Du coup, cela nous alerte sur le fléau social de la drogue dans les quartiers pauvres qui ne semble pas, à l’heure actuelle, préoccuper nos décideurs politiques. La lutte contre la prolifération de la drogue, que ce soit en terme de prévention ou de répression, n’est pas à l’agenda social et pourtant les réseaux des marchands de la mort sont très actifs sur le terrain.
Pour terminer, il est bon de se rappeler que depuis la nuit des temps, la tombe où le cadavre est soigneusement entreposé, est la trace indéniable de l’humain. Car seul l’humain procède à l’enterrement de ses morts. Respecter un cadavre, c’est respecter la part d’humanité qui est en soi. Le profaner, c’est souiller toute l’humanité. C’est un acte déshumanisant : « Dimounn finn bebet »Et en faire un trafic sans vergogne, c’est manifestement la marque d’une profonde dégradation sociale et morale.
P. Alain Romaine
Responsable de la pastorale des funérailles
Je suis indignée par le manque de respect de nos morts. Si ainsi on traite nos morts, qu’adviendra-t-il de nos vivants.
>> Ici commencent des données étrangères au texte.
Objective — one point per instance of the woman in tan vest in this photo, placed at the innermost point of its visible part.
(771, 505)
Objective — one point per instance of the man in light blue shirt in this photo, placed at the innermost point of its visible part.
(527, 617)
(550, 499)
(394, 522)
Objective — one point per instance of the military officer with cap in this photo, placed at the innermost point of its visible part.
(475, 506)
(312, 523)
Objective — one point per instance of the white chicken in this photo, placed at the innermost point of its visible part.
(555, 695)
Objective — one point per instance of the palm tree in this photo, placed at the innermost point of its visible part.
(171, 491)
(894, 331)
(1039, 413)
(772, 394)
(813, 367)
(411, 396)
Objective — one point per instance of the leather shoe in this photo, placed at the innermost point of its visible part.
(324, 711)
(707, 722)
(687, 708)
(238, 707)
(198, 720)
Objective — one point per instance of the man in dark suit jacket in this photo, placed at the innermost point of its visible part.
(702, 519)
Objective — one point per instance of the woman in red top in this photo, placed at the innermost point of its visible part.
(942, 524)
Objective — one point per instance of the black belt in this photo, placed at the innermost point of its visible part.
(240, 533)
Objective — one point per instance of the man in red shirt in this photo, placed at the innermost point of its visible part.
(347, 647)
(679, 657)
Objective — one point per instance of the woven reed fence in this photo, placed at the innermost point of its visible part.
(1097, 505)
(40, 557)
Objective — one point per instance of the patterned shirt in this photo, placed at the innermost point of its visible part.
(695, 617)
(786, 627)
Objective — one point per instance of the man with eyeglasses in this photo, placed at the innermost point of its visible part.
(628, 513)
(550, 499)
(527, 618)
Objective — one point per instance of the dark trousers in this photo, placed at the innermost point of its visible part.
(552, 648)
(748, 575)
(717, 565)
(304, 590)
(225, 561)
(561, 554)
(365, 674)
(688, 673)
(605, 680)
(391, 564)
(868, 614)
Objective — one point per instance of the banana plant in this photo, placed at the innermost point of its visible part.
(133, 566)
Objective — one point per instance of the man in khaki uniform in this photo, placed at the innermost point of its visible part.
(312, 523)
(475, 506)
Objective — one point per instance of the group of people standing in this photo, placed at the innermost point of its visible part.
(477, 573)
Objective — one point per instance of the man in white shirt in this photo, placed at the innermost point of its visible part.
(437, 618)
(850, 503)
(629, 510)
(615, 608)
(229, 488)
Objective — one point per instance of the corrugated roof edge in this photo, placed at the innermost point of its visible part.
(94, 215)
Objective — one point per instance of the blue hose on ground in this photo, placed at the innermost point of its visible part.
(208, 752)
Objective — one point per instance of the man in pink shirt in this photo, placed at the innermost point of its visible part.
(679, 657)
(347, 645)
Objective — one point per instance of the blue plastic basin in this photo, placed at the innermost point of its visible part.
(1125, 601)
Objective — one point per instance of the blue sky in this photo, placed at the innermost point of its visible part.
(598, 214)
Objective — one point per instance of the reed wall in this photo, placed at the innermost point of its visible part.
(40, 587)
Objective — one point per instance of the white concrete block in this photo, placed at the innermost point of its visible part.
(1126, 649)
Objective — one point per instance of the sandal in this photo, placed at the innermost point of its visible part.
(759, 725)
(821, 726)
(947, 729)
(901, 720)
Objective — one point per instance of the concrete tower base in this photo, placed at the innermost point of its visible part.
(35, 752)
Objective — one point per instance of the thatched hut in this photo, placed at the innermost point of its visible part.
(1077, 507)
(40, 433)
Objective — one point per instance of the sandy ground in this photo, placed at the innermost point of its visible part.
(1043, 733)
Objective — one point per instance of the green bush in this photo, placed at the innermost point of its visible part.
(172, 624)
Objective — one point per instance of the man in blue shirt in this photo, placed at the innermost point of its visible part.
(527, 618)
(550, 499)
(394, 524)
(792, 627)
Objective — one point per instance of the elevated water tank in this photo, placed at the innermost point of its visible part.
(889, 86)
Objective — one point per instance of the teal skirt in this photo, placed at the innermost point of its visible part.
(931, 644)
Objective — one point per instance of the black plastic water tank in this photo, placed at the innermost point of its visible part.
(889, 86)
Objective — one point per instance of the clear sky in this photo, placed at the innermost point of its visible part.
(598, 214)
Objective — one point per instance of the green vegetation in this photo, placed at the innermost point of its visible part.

Souvent il m’arrive de repensé aux valeurs chrétiennes qu’on nous enseigné a l’école plus de 50 ans de cela mes parents en ont appris à respecter les autres et nous les ont inculqués et moi-même j’en ai fait une expérience heureuse a l’école. Nous savons très bien que de nos jour l’argent passe avant la dignité humaine. Je suggère à nos décideurs politiques et à la MBC de programmer des campagnes de sensibilisation sur les fléaux de la société et sur les valeurs traditionnelle. A vous père Alain, je vous suggère d’écrire un livret comment vivre le deuil et vénérer nos morts, l’avoir à porter de main nous aiderons énormément.